Its hardly a controversial or new observation, though there are plenty of failures to put it into effect.
>The crux of my argument is relying on methodologies to write good software or to guide a design is pointless.
I already got that. It's already in the title of your post. You're just restating the title again.
But in the body of the text, you gave your reasoning and arguments attempting to explain why it was pointless. I'm pointing out that your reasoning (e.g. "different definitions") does not support your title. You need to construct a better set of arguments to convince people of your thesis.
> I've found that beginners don’t learn about this until it is far too late, and the teachers rarely emphasize it. Many of those who are learning programming through a school aren’t taught about the ethics of programming. They aren’t taught how to design library API’s, how to separate concerns, or how to write small cohesive modules.
I like to call this the 'fallacy of assumed competence'. We assume teachers are good at teaching, and teachers assume students are good at learning and understanding. As i've grown older i've come to believe that most teachers suck really hard at teaching, and that most students suck really hard at knowing how to ask the teacher what they need to know.
In terms of programmer methodologies: nobody in the real world cares all that much. Nobody quits their job because their bosses wouldn't enforce using their preferred methodology. If you're all tasked with developing some giant framework or application and you all have to work together, at some point you learn it's a lot less painful to put your ego aside and just get work done.

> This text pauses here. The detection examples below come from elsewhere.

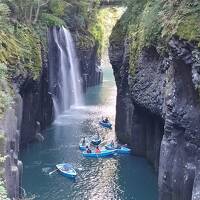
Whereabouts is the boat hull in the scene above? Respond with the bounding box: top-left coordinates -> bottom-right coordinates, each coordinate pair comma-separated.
91,139 -> 101,145
56,164 -> 77,178
99,121 -> 112,129
79,144 -> 86,151
105,145 -> 131,154
83,150 -> 115,158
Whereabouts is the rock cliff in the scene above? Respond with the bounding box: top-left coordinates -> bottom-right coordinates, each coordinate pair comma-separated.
109,1 -> 200,200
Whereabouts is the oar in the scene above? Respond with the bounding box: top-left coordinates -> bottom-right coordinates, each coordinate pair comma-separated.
49,169 -> 58,175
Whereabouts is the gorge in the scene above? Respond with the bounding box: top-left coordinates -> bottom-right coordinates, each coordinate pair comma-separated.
0,0 -> 200,200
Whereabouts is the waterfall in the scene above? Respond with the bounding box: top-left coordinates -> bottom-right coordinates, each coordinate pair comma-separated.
48,27 -> 83,117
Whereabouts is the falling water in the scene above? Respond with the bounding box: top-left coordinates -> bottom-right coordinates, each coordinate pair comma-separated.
61,27 -> 83,106
49,27 -> 83,118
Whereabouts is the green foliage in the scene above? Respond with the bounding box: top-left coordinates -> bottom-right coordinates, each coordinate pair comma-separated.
49,0 -> 68,17
15,25 -> 42,79
41,13 -> 65,27
110,0 -> 200,76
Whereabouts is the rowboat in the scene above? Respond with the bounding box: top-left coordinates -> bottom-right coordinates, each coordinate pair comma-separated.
83,149 -> 115,158
99,121 -> 112,129
56,163 -> 77,178
105,144 -> 131,154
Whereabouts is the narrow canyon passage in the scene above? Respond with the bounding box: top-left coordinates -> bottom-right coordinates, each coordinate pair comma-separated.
22,67 -> 157,200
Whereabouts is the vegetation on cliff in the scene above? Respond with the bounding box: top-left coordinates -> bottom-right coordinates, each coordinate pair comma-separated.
0,0 -> 104,199
111,0 -> 200,76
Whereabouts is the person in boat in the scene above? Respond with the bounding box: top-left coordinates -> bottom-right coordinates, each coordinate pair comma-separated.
103,117 -> 109,123
81,137 -> 86,146
86,146 -> 92,153
95,146 -> 101,153
110,140 -> 115,148
116,143 -> 122,149
63,165 -> 70,172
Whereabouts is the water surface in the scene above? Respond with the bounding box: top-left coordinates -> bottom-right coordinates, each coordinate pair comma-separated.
22,68 -> 157,200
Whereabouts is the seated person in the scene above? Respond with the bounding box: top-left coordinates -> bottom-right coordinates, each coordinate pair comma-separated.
116,143 -> 121,149
81,137 -> 86,146
110,140 -> 115,148
95,146 -> 101,153
103,117 -> 109,123
86,146 -> 92,153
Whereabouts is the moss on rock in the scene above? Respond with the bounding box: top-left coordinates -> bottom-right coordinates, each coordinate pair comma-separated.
110,0 -> 200,76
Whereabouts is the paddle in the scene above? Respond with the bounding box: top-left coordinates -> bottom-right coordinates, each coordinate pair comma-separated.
49,169 -> 58,175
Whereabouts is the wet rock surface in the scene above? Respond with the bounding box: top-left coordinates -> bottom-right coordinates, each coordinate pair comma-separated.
109,27 -> 200,200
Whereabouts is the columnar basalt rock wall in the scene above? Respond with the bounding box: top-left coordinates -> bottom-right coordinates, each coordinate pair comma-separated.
0,93 -> 23,199
109,12 -> 200,200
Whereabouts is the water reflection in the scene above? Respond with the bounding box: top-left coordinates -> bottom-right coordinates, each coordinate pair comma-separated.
22,69 -> 157,200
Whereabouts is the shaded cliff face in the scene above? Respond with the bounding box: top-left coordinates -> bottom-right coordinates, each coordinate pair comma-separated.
18,43 -> 53,147
72,30 -> 103,90
109,2 -> 200,200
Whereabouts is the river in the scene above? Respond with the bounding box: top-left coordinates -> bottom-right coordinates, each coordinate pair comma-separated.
21,68 -> 158,200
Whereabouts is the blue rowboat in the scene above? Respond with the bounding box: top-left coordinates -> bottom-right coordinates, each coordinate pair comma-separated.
83,149 -> 115,158
91,138 -> 101,145
56,163 -> 77,178
99,121 -> 112,129
79,143 -> 89,151
105,144 -> 131,154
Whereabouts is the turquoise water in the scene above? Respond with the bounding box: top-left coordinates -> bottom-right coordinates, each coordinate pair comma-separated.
21,68 -> 158,200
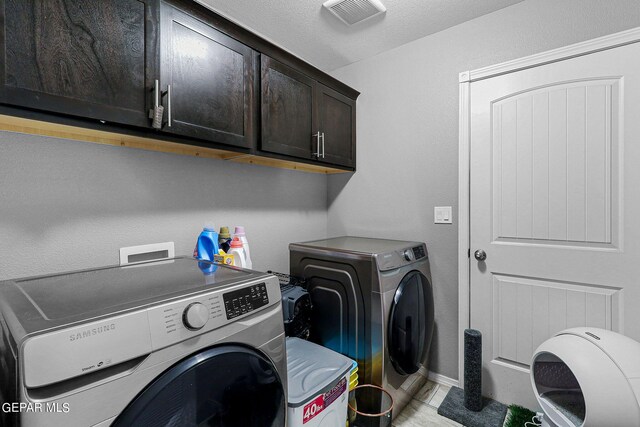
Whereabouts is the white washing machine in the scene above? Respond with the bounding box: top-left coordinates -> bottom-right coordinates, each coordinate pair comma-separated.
0,258 -> 287,427
289,237 -> 434,416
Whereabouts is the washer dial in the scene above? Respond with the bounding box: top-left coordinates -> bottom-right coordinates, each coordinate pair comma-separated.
182,302 -> 209,331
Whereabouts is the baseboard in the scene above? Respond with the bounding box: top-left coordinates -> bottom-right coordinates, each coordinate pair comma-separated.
428,372 -> 460,387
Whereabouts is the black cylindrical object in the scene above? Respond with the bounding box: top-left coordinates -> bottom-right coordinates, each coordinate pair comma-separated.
464,329 -> 482,411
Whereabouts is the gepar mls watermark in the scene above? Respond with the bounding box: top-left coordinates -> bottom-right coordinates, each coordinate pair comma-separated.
0,402 -> 71,414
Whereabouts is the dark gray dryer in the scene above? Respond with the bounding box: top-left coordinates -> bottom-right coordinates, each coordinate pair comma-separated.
289,237 -> 434,414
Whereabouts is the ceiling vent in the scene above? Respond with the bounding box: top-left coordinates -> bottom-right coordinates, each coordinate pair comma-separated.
323,0 -> 387,25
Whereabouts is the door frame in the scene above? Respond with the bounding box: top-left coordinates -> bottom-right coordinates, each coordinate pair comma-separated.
458,27 -> 640,387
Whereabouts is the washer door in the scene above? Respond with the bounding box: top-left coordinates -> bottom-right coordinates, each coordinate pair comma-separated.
387,270 -> 433,375
112,345 -> 286,427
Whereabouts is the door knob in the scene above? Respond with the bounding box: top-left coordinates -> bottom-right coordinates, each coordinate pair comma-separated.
473,249 -> 487,261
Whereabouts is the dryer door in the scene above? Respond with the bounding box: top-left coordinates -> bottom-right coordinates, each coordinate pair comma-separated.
112,345 -> 286,427
387,270 -> 433,375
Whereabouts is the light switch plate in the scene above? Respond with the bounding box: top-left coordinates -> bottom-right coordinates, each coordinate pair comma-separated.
433,206 -> 453,224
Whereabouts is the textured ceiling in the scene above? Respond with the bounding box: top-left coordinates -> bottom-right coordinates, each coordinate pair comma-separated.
196,0 -> 523,71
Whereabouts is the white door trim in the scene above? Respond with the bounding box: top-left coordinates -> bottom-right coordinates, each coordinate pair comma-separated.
458,27 -> 640,386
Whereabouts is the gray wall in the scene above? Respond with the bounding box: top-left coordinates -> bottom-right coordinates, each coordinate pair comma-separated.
0,132 -> 327,280
328,0 -> 640,378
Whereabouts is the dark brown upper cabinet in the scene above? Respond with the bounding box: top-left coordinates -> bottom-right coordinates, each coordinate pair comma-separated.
260,55 -> 356,168
160,3 -> 257,148
315,83 -> 356,168
0,0 -> 157,126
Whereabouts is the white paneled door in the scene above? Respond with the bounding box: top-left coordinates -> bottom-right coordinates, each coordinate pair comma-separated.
469,43 -> 640,408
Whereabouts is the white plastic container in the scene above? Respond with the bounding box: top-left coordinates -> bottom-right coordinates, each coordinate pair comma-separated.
229,237 -> 249,268
287,337 -> 353,427
233,225 -> 253,268
531,327 -> 640,427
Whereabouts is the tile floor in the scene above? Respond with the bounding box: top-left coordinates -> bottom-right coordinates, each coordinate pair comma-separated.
393,381 -> 462,427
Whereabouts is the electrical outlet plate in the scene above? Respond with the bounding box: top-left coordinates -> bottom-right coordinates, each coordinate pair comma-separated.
120,242 -> 176,265
433,206 -> 453,224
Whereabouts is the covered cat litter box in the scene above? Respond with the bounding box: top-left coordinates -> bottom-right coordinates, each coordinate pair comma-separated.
531,328 -> 640,427
287,337 -> 353,427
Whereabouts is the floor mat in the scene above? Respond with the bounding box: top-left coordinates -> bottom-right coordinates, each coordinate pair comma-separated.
438,387 -> 507,427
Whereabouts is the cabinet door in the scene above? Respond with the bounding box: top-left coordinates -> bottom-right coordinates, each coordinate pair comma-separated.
160,4 -> 257,148
316,83 -> 356,167
0,0 -> 156,126
260,55 -> 318,159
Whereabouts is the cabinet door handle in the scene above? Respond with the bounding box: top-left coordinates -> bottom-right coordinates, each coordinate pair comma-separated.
313,131 -> 322,159
167,85 -> 171,127
149,79 -> 164,129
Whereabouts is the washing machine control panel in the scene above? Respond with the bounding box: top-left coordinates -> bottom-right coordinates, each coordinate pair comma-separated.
148,277 -> 280,350
222,283 -> 269,320
411,245 -> 427,259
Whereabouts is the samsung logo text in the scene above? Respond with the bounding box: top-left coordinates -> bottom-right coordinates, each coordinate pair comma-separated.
69,323 -> 116,341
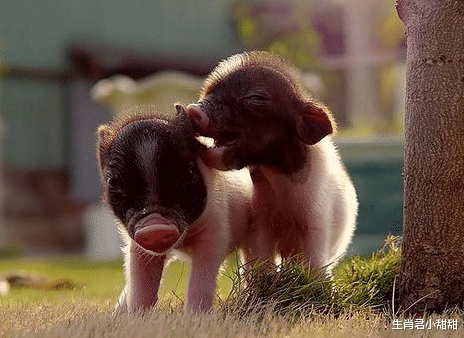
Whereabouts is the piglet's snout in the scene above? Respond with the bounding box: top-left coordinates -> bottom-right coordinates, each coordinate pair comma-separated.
134,215 -> 180,254
186,104 -> 209,133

"To anyone who has moderate experience in software development, this might seem obvious or taken for granite"
ಠ_ಠ
Allow me to play doubles advocate here for a moment. For all intensive purposes I think you are wrong. In an age where false morals are a diamond dozen, true virtues are a blessing in the skies. We often put our false morality on a petal stool like a bunch of pre-Madonnas, but you all seem to be taking something very valuable for granite. So I ask of you to mustard up all the strength you can because it is a doggy dog world out there. Although there is some merit to what you are saying it seems like you have a huge ship on your shoulder. In your argument you seem to throw everything in but the kids Nsync, and even though you are having a feel day with this I am here to bring you back into reality. I have a sick sense when it comes to these types of things. It is almost spooky, because I cannot turn a blonde eye to these glaring flaws in your rhetoric. I have zero taller ants when it comes to people spouting out hate in the name of moral righteousness. You just need to remember what comes around is all around, and when supply and command fails you will be the first to go.
Make my words, when you get down to brass stacks it doesn't take rocket appliances to get two birds stoned at once. It's clear who makes the pants in this relationship, and sometimes you just have to swallow your prize and accept the facts. You might have to come to this conclusion through denial and error but I swear on my mother's mating name that when you put the petal to the medal you will pass with flying carpets like it’s a peach of cake.
Could you please "translate" few phrases for the sake of learning english? Namely, "having a feel day" and "pass with flying carpets".
"to have a field day" and "to pass with flying colors".
Well played. I was going to post one example that survived in my mind pretty far into adolescence but now I don't half to.
After trying to read this, I think I need to take things with a grain assault. It's a doggy dog world out there.
You just maid my day.
I got to admit, for a second I thought this was another meme that I did not know about. I need to trust in myself more.
That's when I stopped reading -_-
We wouldn't be getting better without having all these shity ideas.